The Bushveld Igneous Complex in South Africa is a rich source of platinum group elements (PGEs), as well as base metal sulphides. Typical beneficiation routes entail milling and flotation, smelting, matte converting and hydrometallurgical processing of converter matte to selectively recover metal values. The primary focus is on PGE recovery, with the secondary objective of base metals recovery. At the Western Platinum Pty. Ltd. Base Metals Refinery, converter matte typically contains 48% Ni, 29% Cu, 21% S and 0.6–5% Fe by weight, and the major mineral phases have compositions approaching heazlewoodite (Ni3S2), chalcocite (Cu2S) and a Ni–Cu alloy.

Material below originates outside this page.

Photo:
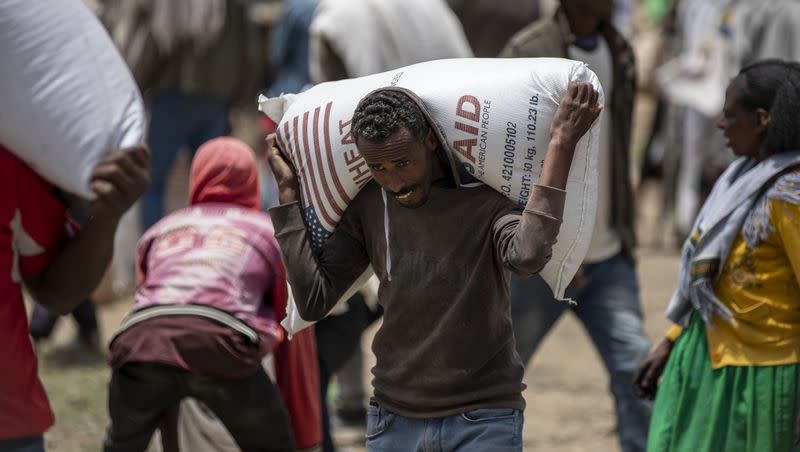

It has been observed that the iron content of converter matte can have a significant impact on performance of the first stage atmospheric leach, in which the primary goal is to precipitate copper and PGEs from spent electrolyte (via metathesis and cementation reactions) and the secondary goal is the dissolution of nickel.In this work, laboratory scale batch leach tests were carried out with samples of converter matte with varying Fe-endpoints (0.53%, 0.83% and 5.72%), under oxygenated and non-oxygenated conditions, to improve understanding of the effect of the Fe-endpoint. X-ray diffraction and scanning electron microscopy techniques were employed to understand mineralogical changes that take place during leaching. Matte with a higher iron content was characterised by a lower Ni–Cu alloy content than matte with a lower iron content, and the presence of relatively inert pentlandite (NiFe)9S8. Under oxygenated conditions, nickel was leached more readily from low iron matte and copper and PGEs were precipitated more readily onto low iron matte than high iron matte. Under non-oxygenated conditions, copper was precipitated more readily onto the low iron matte and more nickel was leached from a low-iron matte than high iron matte, this can probably be attributed to the presence of the alloy phase in the low iron matte, which galvanically inhibits the metathesis reaction.